One of the reasons for baseball’s obsession with statistics and metrics is the face that the vast majority of confrontations are one on one. Another is the difference that you find when you compare one year to another. The game is played the same way but there are differences due to social changes or rule changes. For instance, Major League Baseball raised the height of the mound to 15 inches previous to the 1968 season and the result was the best pitching numbers the game has ever seen. The next year, the height of the mound was reduced to 10 inches tall, where it remains today. So how can you compare Bob Gibson’s simply ridiculous 1968 season (22-9, 1.12 ERA, 28 complete games and 13 shutouts in 34 starts) to Pedro Martinez’s unbelievable 2000 season (18-6, 1.74 ERA, 7 complete games and 4 shutouts in 29 starts)?
To answer that question, there are three basic methods with which to approach the problem. Each is valid, but some are hazier than others and leave out important details and the difference between the three is the underlying difference between people who look at raw data and others who look at the data and ask “what does it mean?”

The first approach is looking at the raw numbers. For the purposes of this diatribe, we’ll refer to this as the “NFL” approach.

GM W L CG SHO IP H R ER BB K HR
Gibson 34 22 9 28 13 304.2 198 49 38 62 268 11
Martinez 29 18 6 7 4 217 128 44 42 32 284 17


(GM = games pitched, W = wins, L = losses, CG = complete games, SHO = shutouts, IP = innings pitched, H = Hits allowed, R = runs allowed, ER = earned runs allowed, BB = bases on balls, K = strikeouts, HR = home runs allowed)

When we compare the raw statistics, it’s hard to truly distinguish between them. Bob Gibson pitched more games, threw more innings, and tripled the number of complete games and shutouts. Pedro Martinez walked fewer, struck out more and allowed fewer hits. This approach is good for the sake of direct comparison but it leaves much to be desired. This brings us to the next level which is the basic metrics.

ERA WHIP K/9IP BB/9IP OppBA OppOPS
Gibson 1.12 0.853 7.9 1.8 .184 .469
Martinez 1.74 0.737 11.8 1.3 .167 .473

(ERA = earned run average, WHIP = walks + hits per inning, K/9IP = strikeouts per 9 innings pitched, BB/9IP = walks per 9 innings pitched, OppBA = opponent’s batting average, OppOPS = opponent’s on-base + slugging)

When we look at these numbers, we can see that Bob Gibson had a significantly lower ERA but Pedro Martinez was better in every other category with the exception of OppOPS, which was close enough to call a tie. What these numbers say, combined with the raw statistics above, is that Bob Gibson’s season was incredible and one for the ages.

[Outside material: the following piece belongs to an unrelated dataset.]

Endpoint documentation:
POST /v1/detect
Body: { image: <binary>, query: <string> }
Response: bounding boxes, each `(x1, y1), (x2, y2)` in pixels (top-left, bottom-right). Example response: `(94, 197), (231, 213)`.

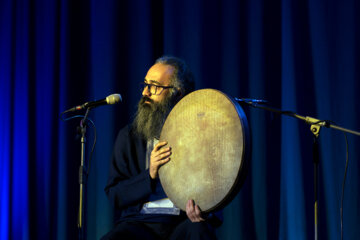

They also say that Pedro Martinez’s 2000 season was ever so slightly better. There is one glaring problem with this comparison which brings us to the third level of statistical analysis. In 1968, the league average ERA was 2.98 and teams scored 3.42 runs per game. In 2000, the average ERA was 4.77 and teams scored 5.14 runs per game. Bob Gibson’s season came in the midst of the single greatest pitching season in the live-ball era (which baseball historians usually say started when Babe Ruth switched to the outfield full time in 1920). Pedro Martinez’s season came in the midst of the greatest hitter’s era the game has ever seen, two years after Mark McGwire hit 70 home runs in a season and a year before Barry Bonds hit 73.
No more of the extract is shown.